A second biosimilar in a phase 3 equivalency study is headed toward approval. The COLUMBUS-AMD study of FYB201 (Ranivisio; Bioeq) compared to ranibizumab, the reference drug, found no significant differences in vision/central subfield changes.
Indications and administration
Lim advised against ophthalmic use of biosimilars approved for systemic use. A biosimilar for bevacizumab (Avastin; Genentech) is available, but the excipients differ and the drug was never tested in the eye. Without proper testing, the experience in the eye could be disastrous.
“The FDA standards for product safety and purity when used intravenously or systemically differ from that for the eye,” Regillo explained. “What may be tolerated intravenously may not be in the eye.
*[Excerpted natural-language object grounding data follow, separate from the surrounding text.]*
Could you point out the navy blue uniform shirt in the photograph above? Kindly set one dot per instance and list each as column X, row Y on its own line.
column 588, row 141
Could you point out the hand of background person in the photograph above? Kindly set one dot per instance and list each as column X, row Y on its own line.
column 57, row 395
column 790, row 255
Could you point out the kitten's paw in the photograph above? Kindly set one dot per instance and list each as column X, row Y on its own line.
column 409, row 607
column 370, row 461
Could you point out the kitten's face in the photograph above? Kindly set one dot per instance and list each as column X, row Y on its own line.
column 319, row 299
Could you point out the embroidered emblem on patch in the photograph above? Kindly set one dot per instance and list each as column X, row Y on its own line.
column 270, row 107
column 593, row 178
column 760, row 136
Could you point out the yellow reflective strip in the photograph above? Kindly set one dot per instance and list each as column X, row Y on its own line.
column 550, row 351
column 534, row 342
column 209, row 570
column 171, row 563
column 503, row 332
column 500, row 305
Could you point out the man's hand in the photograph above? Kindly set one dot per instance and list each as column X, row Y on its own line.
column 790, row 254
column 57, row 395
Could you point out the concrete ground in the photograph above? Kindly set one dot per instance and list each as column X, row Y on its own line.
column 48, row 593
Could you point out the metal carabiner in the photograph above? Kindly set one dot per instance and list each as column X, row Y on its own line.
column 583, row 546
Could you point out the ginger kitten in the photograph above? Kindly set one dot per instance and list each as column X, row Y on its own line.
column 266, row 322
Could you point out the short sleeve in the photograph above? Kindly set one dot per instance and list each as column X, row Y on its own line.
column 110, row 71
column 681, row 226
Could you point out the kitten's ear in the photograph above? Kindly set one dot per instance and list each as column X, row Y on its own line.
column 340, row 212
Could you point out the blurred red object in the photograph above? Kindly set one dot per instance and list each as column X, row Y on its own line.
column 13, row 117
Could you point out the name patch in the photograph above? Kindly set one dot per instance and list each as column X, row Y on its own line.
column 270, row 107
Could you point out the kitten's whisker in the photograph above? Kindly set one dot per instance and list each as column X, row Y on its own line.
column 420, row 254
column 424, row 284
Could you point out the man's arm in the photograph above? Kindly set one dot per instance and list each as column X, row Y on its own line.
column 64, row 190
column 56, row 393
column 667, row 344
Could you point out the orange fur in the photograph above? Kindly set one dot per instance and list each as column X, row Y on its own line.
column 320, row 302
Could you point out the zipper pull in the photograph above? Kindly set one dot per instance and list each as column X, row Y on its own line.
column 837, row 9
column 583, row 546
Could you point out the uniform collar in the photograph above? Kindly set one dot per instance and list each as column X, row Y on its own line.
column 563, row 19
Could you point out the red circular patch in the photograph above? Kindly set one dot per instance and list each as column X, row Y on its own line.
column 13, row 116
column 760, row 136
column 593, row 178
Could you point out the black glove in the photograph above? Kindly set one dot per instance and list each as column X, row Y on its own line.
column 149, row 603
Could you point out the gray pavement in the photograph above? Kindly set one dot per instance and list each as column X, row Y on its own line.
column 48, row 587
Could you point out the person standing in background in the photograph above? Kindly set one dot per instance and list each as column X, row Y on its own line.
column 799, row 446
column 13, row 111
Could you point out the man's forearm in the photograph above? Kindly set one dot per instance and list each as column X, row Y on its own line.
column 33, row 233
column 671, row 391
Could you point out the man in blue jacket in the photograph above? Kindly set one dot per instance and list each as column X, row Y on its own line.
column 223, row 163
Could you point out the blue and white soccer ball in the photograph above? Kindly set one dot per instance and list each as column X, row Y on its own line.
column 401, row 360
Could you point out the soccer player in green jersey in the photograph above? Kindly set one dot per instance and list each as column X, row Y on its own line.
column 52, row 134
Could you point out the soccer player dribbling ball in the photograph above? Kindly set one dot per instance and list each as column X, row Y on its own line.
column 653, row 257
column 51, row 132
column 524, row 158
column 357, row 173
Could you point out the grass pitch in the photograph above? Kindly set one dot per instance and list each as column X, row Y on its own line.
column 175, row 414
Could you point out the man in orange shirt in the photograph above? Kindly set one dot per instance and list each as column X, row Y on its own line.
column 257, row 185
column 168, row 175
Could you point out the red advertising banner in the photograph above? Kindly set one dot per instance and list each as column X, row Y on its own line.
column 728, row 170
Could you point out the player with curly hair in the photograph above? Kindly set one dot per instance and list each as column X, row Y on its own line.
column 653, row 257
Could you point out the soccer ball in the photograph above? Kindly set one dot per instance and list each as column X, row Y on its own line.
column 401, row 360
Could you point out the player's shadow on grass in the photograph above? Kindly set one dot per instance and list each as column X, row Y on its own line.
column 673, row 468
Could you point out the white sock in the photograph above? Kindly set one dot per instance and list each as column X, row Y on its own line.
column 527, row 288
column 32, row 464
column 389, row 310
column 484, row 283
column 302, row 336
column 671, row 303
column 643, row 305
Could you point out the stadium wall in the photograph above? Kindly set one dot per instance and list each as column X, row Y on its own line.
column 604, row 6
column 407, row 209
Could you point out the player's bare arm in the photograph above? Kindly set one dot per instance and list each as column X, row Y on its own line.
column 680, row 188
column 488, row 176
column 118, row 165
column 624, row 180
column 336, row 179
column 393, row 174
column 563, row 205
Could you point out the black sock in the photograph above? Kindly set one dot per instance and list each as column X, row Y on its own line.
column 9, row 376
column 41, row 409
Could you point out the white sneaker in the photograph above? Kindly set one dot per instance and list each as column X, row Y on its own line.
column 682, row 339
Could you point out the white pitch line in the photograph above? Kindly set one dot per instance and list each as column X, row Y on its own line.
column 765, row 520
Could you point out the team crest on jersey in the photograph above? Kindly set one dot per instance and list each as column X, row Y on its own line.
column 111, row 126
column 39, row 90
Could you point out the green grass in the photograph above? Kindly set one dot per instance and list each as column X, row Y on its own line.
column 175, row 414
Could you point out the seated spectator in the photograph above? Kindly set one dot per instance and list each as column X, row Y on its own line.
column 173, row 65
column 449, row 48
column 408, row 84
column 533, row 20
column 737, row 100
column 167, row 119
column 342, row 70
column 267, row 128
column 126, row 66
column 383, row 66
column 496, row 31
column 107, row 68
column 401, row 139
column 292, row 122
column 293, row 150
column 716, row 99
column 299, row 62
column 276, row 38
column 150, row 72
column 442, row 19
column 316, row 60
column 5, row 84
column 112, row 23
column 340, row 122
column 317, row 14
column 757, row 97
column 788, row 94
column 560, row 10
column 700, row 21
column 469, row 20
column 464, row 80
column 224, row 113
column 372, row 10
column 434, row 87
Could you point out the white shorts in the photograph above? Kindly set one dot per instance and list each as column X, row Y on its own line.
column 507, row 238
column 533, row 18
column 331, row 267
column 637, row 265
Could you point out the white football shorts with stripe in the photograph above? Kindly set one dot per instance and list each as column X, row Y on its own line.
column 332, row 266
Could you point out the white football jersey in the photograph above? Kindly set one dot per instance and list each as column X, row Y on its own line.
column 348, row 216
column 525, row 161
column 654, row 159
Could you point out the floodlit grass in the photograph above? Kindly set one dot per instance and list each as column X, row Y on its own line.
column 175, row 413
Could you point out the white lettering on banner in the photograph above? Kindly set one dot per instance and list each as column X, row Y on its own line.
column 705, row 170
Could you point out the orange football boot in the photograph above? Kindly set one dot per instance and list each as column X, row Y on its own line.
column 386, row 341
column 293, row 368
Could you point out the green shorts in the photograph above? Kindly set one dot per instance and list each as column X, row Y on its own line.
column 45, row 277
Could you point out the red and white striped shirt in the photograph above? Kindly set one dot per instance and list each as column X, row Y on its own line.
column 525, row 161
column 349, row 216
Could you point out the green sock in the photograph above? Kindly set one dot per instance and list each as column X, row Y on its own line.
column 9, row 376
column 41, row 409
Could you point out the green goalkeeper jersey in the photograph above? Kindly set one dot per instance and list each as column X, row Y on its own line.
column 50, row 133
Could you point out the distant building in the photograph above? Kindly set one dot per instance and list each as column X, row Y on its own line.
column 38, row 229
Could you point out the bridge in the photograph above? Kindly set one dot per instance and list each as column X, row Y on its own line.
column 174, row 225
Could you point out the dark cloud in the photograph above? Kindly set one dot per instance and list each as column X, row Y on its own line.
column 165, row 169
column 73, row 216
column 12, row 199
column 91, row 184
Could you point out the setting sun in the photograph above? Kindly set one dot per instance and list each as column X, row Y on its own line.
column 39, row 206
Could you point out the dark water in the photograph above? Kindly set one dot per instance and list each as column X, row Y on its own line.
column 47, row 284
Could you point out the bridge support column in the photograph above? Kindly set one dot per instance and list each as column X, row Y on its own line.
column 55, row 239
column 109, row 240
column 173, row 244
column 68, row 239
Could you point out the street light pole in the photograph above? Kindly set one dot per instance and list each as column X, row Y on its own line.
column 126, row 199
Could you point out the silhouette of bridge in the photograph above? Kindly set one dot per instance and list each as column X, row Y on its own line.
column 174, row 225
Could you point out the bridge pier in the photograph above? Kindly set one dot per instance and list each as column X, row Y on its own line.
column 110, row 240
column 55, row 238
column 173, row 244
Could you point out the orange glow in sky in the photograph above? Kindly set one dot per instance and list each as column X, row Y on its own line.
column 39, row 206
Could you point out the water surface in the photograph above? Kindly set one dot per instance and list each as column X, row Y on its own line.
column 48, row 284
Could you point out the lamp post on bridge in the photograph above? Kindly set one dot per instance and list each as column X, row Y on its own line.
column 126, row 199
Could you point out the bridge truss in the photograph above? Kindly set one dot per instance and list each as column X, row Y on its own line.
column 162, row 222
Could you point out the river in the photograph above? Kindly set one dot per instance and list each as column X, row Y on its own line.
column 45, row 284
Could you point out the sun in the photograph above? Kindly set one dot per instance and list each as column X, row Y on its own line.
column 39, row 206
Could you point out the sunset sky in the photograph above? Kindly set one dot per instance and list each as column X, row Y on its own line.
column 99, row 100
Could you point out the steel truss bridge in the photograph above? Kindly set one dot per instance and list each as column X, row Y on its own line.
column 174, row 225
The American Academy of Ophthalmology issued a statement not to use a bevacizumab biosimilar designed for systemic administration in the eye.”
Another biosimilar distinction is that once a drug has proven equivalency to the reference drug, it then gains the indications that the reference drug has, ie, SB11 has proven equivalency to ranibizumab 0.5 mg and in addition to neovascular AMD can treat retinal vein occlusion and myopic choroidal neovascularization, but not diabetes because ranibizumab 0.3 mg was approved for diabetes in the US.
Practical Implications of Increased Biosimilars Use
An upside to using biosimilars is the potential cost savings of 10% to 20%.
In addition, the biosimilar is approved for common indications and therefore used often. With the introduction of other biosimilars that are shown to be equivalent, the prices may decrease.
Lim and Regillo both pointed out that patient acceptance of biosimilars will take time as the equivalency and safety are reinforced and prices decrease.
The landscape will change but the uptake will be slow initially as patients and physicians become comfortable. Patient education is a key factor.
The future of biosimilars
Lim and Regillo also expressed confidence about the technology’s future .
“The regulatory process is significantly stringent to provide confidence that biosimilars are equivalent to reference drugs,” she said. “My take-home message to physicians: The data are strong and reasonable that this biosimilar drug is equivalent to the reference product.”
Moreover, Regillo added that the process helps to build confidence that the product is good and can be used safely.
“Biosimilars have been around for some time and there’s a good mechanism in place to prove equivalency and for proper surveillance of the products in practice,” Regillo concluded.
Carl Regillo, MD, FACS, FASRS
Regillo is chief of the retina service at Wills Eye Hospital and professor of ophthalmology, Thomas Jefferson University, Philadelphia, Pennsylvania. He has no financial disclosures related to this content.
Jennifer Lim, MD, FARVO, FASRS
Lim is chair in ophthalmology for research in the aging eye, and director, retina service, University of Illinois Chicago. She has no financial disclosures related to this content.